A facebook friend has one mounted on his bike, to catch pictures of Cloverton the Deaf Dog in his bike cart as they ride. And he has some great video.


----------



## GoldenCamper (Dec 21, 2009)

Dallas Gold said:


> I need to find out if it's waterproof. If it is--definitely checking it out with Toby! I'm not sure if ours is HD either--will find out.


Look forward to a splish splash video with The Tobynator.


----------



## Dallas Gold (Dec 22, 2007)

GoldenCamper said:


> Look forward to a splish splash video with The Tobynator.


I asked, he said he needs some sort of attachment and it will be waterproof. Toby may get to go swimming soon so hopefully he will figure it out. I have a Nikon waterproof camera I'm itching to try out with the Tobynator as the subject!


----------



## GoldenCamper (Dec 21, 2009)

BajaOklahoma said:


> A facebook friend has one mounted on his bike, to catch pictures of Cloverton the Deaf Dog in his bike cart as they ride. And he has some great video.


I would love to see the vids if you wish to post, or PM me the links? I'm not on facebook though if facebook vids..




Dallas Gold said:


> I asked, he said he needs some sort of attachment and it will be waterproof. Toby may get to go swimming soon so hopefully he will figure it out. I have a Nikon waterproof camera I'm itching to try out with the Tobynator as the subject!
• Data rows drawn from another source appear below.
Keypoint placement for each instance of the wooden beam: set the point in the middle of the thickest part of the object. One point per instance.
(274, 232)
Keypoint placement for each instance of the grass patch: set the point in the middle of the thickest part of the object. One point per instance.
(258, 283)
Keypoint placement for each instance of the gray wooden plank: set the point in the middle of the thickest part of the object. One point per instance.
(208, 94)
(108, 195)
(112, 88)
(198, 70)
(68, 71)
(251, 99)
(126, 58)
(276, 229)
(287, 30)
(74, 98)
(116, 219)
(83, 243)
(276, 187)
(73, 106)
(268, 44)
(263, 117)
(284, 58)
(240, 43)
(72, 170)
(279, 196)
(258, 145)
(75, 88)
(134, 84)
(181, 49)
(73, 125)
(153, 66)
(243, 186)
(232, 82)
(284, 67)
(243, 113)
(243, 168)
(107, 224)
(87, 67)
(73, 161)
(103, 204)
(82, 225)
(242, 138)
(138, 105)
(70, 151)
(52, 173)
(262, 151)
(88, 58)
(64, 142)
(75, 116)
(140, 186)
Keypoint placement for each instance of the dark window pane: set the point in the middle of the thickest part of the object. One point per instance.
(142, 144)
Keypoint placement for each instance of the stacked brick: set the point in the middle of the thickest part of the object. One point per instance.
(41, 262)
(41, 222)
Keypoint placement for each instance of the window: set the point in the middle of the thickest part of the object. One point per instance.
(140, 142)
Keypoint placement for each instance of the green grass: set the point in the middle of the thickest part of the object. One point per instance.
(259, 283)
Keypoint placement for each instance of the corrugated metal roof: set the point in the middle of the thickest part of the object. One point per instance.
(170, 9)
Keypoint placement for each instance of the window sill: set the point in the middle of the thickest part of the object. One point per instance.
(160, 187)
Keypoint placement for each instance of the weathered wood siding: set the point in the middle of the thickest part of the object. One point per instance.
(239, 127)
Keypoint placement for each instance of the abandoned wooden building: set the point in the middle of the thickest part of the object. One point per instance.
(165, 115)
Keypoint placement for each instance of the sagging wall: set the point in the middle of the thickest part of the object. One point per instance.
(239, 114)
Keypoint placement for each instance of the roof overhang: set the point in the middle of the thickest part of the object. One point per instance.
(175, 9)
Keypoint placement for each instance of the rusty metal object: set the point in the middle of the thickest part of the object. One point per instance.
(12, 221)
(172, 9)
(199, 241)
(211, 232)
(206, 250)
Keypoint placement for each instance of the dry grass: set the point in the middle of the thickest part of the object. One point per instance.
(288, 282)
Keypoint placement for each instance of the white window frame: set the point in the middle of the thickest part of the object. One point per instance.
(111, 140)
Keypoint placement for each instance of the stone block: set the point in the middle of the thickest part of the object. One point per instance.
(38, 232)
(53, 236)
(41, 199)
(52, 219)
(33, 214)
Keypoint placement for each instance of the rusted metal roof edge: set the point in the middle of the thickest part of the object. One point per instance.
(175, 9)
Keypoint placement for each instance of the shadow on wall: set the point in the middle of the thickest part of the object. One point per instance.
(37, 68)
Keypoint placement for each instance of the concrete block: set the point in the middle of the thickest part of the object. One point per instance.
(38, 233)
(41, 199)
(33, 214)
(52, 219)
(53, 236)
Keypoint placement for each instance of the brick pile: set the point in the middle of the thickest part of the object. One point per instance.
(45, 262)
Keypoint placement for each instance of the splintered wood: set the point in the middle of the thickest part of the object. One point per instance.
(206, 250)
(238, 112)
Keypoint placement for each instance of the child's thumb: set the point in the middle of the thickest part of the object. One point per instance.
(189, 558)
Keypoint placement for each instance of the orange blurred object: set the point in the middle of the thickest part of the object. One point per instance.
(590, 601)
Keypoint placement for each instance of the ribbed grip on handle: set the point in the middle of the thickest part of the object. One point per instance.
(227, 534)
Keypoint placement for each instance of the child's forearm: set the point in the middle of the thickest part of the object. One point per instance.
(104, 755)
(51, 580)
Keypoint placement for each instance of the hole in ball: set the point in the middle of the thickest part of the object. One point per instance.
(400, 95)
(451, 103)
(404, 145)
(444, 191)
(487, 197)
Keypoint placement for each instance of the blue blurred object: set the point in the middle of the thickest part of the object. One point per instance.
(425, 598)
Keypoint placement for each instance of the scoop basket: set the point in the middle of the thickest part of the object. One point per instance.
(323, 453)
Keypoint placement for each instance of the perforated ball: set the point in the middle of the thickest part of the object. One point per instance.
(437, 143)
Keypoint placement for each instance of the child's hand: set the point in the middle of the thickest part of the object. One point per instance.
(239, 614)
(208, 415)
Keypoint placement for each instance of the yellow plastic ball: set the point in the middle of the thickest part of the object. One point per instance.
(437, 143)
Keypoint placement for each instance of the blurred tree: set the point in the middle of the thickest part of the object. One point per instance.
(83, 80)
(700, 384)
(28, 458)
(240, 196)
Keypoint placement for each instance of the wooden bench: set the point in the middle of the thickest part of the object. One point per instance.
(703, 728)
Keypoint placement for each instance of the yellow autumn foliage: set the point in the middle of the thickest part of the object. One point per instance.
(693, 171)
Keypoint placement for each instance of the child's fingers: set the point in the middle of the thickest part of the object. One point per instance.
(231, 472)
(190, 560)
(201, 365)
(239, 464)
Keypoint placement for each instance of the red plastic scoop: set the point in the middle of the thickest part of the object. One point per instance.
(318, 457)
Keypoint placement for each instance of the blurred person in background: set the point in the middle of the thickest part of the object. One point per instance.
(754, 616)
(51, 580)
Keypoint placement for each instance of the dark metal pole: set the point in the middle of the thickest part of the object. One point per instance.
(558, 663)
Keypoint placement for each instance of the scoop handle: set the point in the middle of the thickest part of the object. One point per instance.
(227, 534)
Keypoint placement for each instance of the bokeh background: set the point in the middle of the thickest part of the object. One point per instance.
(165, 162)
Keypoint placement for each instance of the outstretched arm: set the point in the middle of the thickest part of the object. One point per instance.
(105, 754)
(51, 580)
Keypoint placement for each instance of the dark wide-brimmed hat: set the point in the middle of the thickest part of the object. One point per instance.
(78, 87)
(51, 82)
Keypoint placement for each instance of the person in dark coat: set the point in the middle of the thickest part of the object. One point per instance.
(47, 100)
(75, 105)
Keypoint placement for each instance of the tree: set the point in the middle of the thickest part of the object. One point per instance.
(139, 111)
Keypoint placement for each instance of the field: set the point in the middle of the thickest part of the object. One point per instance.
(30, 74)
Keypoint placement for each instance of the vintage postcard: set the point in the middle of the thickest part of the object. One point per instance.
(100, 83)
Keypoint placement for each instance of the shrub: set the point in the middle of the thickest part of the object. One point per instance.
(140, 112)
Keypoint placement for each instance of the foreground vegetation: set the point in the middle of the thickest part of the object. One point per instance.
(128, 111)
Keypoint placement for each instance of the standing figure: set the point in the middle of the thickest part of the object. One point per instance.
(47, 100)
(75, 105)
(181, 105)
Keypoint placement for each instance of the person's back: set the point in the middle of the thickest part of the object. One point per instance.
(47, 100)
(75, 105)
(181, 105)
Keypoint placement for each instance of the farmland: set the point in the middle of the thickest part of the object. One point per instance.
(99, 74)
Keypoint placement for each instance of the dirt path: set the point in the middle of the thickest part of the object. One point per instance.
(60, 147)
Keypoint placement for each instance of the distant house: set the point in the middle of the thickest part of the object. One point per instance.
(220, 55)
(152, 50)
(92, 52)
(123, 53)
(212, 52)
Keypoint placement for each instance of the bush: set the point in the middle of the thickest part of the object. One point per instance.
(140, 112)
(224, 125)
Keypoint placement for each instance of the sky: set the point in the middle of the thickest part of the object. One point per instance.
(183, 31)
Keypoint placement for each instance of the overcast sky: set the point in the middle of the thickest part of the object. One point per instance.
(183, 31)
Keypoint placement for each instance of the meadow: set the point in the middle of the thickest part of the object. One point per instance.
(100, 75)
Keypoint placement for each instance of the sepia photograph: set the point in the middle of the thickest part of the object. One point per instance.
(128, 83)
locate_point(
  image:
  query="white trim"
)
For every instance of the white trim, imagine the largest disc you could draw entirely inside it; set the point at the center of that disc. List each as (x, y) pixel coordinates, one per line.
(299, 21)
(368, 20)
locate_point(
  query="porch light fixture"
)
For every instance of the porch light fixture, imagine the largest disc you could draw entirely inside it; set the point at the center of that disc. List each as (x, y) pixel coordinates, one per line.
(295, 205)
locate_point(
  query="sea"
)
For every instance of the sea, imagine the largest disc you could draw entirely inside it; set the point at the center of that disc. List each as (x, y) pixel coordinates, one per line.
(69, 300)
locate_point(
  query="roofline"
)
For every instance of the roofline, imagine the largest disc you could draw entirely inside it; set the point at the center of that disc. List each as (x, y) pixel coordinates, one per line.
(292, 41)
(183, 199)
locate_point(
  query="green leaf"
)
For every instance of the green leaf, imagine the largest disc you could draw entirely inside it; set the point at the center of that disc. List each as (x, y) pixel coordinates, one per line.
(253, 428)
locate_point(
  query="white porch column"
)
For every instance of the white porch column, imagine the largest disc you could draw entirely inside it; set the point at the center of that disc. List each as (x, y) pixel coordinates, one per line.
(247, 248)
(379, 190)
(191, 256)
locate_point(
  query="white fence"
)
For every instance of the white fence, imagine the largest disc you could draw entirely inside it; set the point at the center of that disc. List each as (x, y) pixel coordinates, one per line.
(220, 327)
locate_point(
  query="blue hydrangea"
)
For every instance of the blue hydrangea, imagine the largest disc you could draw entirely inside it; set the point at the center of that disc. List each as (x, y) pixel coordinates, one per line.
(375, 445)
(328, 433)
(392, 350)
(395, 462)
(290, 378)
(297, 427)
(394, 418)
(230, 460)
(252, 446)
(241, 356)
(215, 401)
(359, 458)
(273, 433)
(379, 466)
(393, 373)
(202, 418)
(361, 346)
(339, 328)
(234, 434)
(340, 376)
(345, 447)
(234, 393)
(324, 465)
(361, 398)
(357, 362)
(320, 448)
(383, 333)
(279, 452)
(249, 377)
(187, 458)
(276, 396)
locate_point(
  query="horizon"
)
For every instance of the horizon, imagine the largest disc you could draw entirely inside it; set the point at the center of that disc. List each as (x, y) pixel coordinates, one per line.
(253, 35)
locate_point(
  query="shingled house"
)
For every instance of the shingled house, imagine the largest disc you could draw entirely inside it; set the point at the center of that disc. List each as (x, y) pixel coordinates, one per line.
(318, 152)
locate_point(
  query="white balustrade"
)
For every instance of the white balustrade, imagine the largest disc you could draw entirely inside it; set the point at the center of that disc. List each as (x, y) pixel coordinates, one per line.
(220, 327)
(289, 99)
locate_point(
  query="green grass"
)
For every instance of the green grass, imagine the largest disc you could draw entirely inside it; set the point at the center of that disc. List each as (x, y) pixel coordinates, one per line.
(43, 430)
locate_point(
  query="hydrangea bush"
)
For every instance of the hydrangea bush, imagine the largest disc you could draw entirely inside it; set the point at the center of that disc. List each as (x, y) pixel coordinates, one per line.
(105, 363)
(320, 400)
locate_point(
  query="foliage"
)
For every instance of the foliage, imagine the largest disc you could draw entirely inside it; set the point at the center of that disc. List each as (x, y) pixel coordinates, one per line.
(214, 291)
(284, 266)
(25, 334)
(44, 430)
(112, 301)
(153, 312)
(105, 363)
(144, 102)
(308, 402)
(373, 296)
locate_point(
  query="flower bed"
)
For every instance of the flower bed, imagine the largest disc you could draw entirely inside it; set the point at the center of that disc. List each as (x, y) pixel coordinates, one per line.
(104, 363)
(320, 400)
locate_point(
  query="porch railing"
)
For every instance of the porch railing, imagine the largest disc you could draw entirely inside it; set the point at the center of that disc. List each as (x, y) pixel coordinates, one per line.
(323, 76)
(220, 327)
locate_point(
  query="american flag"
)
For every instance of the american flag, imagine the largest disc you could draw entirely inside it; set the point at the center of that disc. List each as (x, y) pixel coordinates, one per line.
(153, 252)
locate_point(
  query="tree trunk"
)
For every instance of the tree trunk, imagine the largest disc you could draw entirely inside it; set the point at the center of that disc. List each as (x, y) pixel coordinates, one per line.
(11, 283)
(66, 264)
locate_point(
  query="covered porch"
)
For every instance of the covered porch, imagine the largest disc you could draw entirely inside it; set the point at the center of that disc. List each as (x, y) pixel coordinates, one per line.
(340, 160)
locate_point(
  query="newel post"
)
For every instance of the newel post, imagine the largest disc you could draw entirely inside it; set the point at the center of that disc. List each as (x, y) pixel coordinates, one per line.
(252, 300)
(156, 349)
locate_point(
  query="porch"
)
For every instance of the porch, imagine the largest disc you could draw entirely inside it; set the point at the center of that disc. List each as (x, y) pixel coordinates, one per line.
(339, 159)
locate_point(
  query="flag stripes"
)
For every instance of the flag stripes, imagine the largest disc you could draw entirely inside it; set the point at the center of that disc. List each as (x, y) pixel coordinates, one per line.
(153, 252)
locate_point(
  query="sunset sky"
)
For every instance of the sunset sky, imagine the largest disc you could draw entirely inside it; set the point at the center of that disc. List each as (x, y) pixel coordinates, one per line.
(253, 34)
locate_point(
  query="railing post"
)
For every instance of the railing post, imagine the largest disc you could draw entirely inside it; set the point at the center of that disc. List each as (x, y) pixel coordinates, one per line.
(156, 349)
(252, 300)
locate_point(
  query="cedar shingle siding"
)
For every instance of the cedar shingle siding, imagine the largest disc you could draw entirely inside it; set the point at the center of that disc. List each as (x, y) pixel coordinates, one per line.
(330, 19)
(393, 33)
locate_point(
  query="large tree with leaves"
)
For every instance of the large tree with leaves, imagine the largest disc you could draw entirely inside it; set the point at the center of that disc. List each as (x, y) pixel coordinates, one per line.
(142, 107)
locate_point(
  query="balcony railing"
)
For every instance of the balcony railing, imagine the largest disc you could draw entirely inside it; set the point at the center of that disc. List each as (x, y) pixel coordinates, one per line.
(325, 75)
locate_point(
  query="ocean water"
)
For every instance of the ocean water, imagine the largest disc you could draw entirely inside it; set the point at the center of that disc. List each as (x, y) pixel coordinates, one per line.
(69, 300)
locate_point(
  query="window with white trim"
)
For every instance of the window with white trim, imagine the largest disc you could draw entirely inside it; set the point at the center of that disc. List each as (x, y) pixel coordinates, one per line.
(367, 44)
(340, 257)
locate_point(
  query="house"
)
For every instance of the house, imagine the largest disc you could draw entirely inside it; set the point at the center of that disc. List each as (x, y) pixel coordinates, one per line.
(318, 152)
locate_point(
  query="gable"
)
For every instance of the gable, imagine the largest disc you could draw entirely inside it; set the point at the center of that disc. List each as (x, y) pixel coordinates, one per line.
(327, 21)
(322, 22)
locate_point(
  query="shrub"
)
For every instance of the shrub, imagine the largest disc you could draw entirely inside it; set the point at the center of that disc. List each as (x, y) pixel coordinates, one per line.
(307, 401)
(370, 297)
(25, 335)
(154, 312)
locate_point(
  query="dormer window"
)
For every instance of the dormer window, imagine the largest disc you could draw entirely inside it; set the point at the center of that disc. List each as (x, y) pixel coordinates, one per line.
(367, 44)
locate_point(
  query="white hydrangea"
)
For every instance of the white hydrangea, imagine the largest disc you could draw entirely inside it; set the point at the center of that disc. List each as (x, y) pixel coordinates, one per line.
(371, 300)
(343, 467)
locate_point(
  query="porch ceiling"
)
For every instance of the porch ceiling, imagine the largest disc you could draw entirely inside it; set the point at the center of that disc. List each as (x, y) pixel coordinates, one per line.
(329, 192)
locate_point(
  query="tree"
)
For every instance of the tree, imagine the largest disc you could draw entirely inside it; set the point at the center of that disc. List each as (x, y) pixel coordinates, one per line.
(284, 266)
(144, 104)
Do you have the AW100 or the S30?

Nikon Coolpix AW100 Review - Watch CNET's Video Review

Nikon Coolpix S30 Review - Watch CNET's Video Review


----------



## BajaOklahoma (Sep 27, 2009)

Go to youtube.com and search for Cloverton the Deaf Dog. 
His video on the 2011 MS Bike Ride is pretty good for the stablization. 
And Clovey is just plain cute.


----------



## GoldenCamper (Dec 21, 2009)

Thank you  I enjoyed the videos, watched the MS, red rocks and bike trailer review. Cloverton sure gets around!


----------



## Dallas Gold (Dec 22, 2007)

GoldenCamper said:


> I would love to see the vids if you wish to post, or PM me the links? I'm not on facebook though if facebook vids..
> 
> 
> 
> ...


I have the AW100--been reading the reviews after I bought it and quite a few of them have been flooding....not too happy to read about that and it's too late to take it back.


----------



## Dallas Gold (Dec 22, 2007)

Steve, we took Toby to a swim event today and I got to use the Nikon water camera for the first time. Hubby elected to bring an old Olympus with waterproof housing on it--old and clunky. 
Here are small versions of the photos with the Nikon water camera:
















This image was a zoom image.

this one was taken with the zoom out fully (blurrier)









another at a zoom:













































The Olympus camera, behind a housing, just doesn't cut it anymore--notice all the water splotches!


----------



## mddolson (Jul 10, 2012)

I'm a diver,
I have an olympus P&S with underwater housing that I use for U/W pics when scuba diving or at the beach.
I have a dive buddy who has the Go-pro with HOUSING & flat lens port (less distortion) rated to 200ft. 
It was under $200 US. complete.
It is pretty impressive. We took it to Tulum, Mexico & dived the Cenotes last February. 
I used to shoot video, but not anymore. I found I spent too many hours editing.
I just shoot digital stills now.

Mike D


----------